IB Mathematics AI – Topic 4

Statistics & Probability: Estimation & Confidence Intervals

Reliability and Validity of Data Collection

Validity

Definition: Validity refers to whether the data collection method actually measures what it is intended to measure. Valid data accurately represents the concept being studied.

Types of Validity:

  • Face Validity: Does the measure appear to test what it claims to test?
  • Content Validity: Does the measure cover all aspects of the concept?
  • Construct Validity: Does the measure relate to other variables as expected?
  • External Validity: Can results be generalized to other contexts?

Threats to Validity:

  • Poor question design: Leading, ambiguous, or biased questions
  • Inappropriate sampling method: Sample doesn't represent population
  • Measurement errors: Instrument doesn't measure correctly
  • Confounding variables: Other factors influencing results

Reliability

Definition: Reliability refers to the consistency and repeatability of measurements. A reliable method produces similar results under consistent conditions.

Types of Reliability:

  • Test-Retest Reliability: Same results when repeated over time
  • Inter-rater Reliability: Different observers produce consistent results
  • Internal Consistency: Multiple items measuring same concept produce consistent results

Factors Affecting Reliability:

  • Random measurement errors
  • Environmental conditions
  • Observer/rater variability
  • Instrument calibration and precision

Key Relationship:

A measure can be reliable without being valid (consistently wrong), but cannot be valid without being reliable (inconsistent measurements cannot be accurate).

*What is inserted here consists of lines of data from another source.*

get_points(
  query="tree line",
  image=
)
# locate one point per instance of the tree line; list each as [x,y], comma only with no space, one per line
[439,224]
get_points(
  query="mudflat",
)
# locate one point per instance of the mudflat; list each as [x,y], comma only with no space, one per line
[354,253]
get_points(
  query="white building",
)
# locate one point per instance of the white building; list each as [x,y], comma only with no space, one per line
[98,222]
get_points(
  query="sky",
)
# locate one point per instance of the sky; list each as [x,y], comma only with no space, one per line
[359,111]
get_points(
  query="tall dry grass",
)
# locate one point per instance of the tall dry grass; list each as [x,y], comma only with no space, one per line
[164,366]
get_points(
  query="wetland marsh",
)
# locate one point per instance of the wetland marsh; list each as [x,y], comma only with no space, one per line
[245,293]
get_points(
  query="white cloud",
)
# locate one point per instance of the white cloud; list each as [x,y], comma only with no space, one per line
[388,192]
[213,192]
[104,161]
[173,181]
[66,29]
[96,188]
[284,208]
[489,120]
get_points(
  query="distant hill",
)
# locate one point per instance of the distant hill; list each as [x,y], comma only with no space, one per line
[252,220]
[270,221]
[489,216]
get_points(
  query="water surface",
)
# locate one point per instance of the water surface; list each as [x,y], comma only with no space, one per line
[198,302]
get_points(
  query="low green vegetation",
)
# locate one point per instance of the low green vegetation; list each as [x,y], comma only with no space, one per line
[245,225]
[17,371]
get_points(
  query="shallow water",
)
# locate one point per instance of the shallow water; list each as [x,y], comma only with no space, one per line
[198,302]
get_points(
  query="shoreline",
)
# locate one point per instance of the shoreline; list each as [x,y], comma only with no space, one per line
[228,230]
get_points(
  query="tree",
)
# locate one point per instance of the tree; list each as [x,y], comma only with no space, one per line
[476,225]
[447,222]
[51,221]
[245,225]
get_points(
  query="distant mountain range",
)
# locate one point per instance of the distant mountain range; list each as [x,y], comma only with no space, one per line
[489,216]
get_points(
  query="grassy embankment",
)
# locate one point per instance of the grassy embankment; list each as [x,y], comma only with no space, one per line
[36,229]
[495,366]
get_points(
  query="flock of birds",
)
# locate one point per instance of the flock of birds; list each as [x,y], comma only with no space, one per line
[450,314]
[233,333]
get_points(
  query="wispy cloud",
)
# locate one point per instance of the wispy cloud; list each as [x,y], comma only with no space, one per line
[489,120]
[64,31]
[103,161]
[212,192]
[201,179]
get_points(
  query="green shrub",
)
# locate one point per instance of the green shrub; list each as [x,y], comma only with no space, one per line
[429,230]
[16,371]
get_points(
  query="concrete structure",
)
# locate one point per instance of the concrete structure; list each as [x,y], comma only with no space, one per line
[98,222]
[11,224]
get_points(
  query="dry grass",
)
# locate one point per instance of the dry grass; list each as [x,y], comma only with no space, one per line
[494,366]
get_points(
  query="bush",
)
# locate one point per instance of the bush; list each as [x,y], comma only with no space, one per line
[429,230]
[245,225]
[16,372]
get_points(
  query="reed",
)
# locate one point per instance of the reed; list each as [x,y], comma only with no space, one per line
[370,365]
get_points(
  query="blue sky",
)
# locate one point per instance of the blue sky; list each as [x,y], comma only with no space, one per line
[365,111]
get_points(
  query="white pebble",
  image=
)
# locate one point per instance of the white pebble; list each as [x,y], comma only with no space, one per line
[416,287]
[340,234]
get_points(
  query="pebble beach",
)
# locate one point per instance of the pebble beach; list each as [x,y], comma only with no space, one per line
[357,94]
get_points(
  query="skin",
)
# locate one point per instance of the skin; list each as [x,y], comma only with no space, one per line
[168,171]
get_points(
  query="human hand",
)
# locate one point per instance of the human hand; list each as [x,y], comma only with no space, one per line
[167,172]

⚠️ Common Pitfalls & Tips:

  • High reliability doesn't guarantee validity – consistent but wrong
  • Sample size affects reliability – larger samples more reliable
  • Random sampling increases validity of generalization
  • Pilot studies help identify reliability and validity issues
  • Clear operational definitions improve both reliability and validity

Unbiased Estimators

Definition & Concepts

Definition: An unbiased estimator is a statistic whose expected value equals the population parameter it estimates. On average, over many samples, it produces the correct value.

Sample Mean (Unbiased Estimator of \(\mu\)):

\[ \bar{x} = \frac{\sum x_i}{n} \]

The sample mean is an unbiased estimator: \(E(\bar{x}) = \mu\)

Sample Variance (Two Formulas):

Biased Sample Variance (NOT used for estimation):

\[ s_n^2 = \frac{\sum (x_i - \bar{x})^2}{n} \]

This underestimates the population variance

Unbiased Sample Variance (used for estimation):

\[ s_{n-1}^2 = \frac{\sum (x_i - \bar{x})^2}{n-1} \]

This is an unbiased estimator: \(E(s_{n-1}^2) = \sigma^2\)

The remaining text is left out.